Inslee’s claims are open to question. Democratic Sen. Jim Hargrove of Hoquiam, who collaborated on Hill’s writing of the budget, said the proposal does not actually reduce child care grants below what are being used now. But it does fund them at lower levels than after the most recent rounds of budget cuts in 2011. UPDATE: Inslee’s budget office says it is true no one would be expelled from the program under the lower funding level but enrollment is predicted to rise above the funding level provided in the Senate budget.
That said, Hargrove and Democratic Sen. Sharon Nelson of Maury Island both expressed concern about the depth of some cuts to housing programs, and Hargrove expressed surprise at a press conference the final proposal cuts tuition.
Hargrove also expressed concern that the level of funding for the Working Connections Child Care program may not be adequate.
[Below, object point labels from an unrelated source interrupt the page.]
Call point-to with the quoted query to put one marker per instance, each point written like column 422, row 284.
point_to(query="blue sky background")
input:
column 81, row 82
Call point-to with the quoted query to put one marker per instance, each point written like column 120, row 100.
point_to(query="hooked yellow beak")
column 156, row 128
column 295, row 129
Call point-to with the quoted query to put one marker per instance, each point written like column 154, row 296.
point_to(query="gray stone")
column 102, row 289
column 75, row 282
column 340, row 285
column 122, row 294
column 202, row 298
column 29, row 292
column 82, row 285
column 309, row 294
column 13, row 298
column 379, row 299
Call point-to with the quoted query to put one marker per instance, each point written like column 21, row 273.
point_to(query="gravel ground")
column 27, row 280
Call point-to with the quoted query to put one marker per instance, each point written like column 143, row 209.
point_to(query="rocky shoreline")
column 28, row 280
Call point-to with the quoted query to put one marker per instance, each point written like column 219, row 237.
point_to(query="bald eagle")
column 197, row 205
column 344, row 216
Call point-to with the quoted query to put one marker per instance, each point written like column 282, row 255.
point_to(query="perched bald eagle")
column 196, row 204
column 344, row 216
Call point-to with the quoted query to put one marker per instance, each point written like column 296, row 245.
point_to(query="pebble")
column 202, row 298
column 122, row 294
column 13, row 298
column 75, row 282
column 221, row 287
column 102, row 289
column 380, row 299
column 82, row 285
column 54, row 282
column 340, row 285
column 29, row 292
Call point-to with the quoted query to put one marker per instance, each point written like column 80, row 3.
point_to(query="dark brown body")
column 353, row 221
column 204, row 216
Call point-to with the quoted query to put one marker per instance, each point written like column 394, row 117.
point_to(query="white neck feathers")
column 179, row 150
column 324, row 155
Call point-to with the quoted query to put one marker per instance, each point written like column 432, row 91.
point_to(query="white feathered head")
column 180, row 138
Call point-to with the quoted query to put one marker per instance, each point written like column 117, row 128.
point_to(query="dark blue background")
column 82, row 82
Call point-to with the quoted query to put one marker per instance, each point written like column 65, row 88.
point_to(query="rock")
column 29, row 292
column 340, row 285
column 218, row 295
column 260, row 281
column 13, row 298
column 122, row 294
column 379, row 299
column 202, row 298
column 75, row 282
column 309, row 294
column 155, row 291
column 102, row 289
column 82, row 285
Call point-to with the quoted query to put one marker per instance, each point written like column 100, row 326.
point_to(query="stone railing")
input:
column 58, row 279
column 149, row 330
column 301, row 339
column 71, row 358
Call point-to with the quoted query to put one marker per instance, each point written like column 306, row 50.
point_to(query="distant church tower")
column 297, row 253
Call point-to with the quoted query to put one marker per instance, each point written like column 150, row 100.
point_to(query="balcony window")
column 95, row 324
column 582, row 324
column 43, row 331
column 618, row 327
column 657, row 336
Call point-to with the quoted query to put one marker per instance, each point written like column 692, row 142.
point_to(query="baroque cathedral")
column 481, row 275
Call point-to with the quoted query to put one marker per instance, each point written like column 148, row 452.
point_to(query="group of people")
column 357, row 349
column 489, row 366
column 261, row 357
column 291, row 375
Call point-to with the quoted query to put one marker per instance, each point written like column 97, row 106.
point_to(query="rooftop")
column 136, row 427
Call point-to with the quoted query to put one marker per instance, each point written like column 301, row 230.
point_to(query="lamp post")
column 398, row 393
The budget measure – which is contained in Senate Bill 5034 – goes to a hearing at the Senate Ways and Means Committee at 3:30 p.m. today.
It is still unclear how many votes the Majority Coalition Caucus, which has 23 Republicans and two Democrats, can muster for the plan. But Hill said he hopes to run the bill out for a vote in the Senate this week as lawmakers try to finish their work on time – adjourning April 28 after 105 days.
Inslee has proposed $1.2 billion in new revenue by making expiring temporary taxes on beer and businesses permanent. He also would close numerous tax breaks – including fixing a loophole flaw in the estate tax created by a Supreme Court ruling. Hill said the Senate plan allows the $160 million tax break to remain on the books as a result of the court ruling that benefits married couples, but not individuals subject to paying the estate tax.
UPDATE: House Appropriations chairman Ross Hunter, D-Medina, added criticism that some of the budget proposals are not going to answer the court’s demands:
“While it is nice that the Senate Republicans have acknowledged our responsibility to fund the McCleary decision, they have done so with a budget proposal that relies on assumptions that are unconstitutional or unsustainable. The Supreme Court has been pretty cranky about this issue, and this budget will do nothing to improve their mood.
“In addition to being unsustainable, some of their decisions seem downright cruel. Providing child care subsidies for parents trying to get back into the workforce was part of the deal when we “reinvented welfare” two decades ago. Cutting it now will not only force single moms back onto welfare, it will perpetuate the opportunity gap in our schools for years to come.
“I am also very concerned with some of the shaky assumptions made in the proposal. There are $157 million in unnamed efficiencies, $40 million in an uncollectable use tax, and $166 million in a school trust transfer that is clearly unconstitutional.
“We have spent the last five years making our budget more sustainable with actions like reducing our long-term pension obligations and cutting staffing at all levels. A budget built on unconstitutional actions and assumptions that are unlikely to come true moves us away from sustainability.”